Just like last year, the Tigers aren't interested in making any big, expensive moves
Tigers President of Baseball Operations Scott Harris has made it clear that he doesn't intend on the team being big spenders this offseason, despite Detroit's payroll being cleared of both Miguel Cabrera and Eduardo Rodriguez's contracts going into 2024. He's interested in keeping his attentions on the young talent the team already has, and he doesn't think that buying up some of the more expensive players available on the free agent market is the key to long-term success. Based on the fact that the Tigers were able to exceed expectations this year without a big name headliner, Harris' philosophy is to develop, not acquire.

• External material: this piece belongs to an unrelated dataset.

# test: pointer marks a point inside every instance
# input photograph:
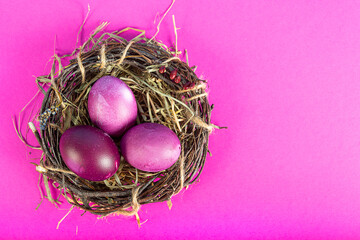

This is a very pragmatic philosophy that's not necessarily wrong (even if it is a bit contradictory, given the Tigers' rumored interest in Yoshinobu Yamamoto, who will not come cheaply). With Spencer Torkelson, Riley Greene, Tarik Skubal, and Tyler Holton in the mix, the Tigers absolutely do have a lot of young talent who deserve to be part of the team's core and shouldn't be pushed out by expensive acquisitions. Importantly, most of them are also still pre-arbitration, so they'll come incredibly cheaply.
So, despite Harris' argument being a pragmatic one, the counter is this: If the Tigers can retain their young core cheaply, and have more payroll flexibility than they've had in years, why not complement that core with a big name signing that will not only help the team but excite the fanbase?
Despite the strength and potential of some individual players, there are still some holes in the Tigers roster that need to be addressed. The rotation needs at least one more arm, the bullpen needs a few, and third base needs an everyday player (we'll get into that later). These concerns aren't all new, and they won't go away simply by developing current players. The Tigers should take a more holistic approach that involves development and acquisition, even if it means stretching the budget, but it doesn't seem like they're going to.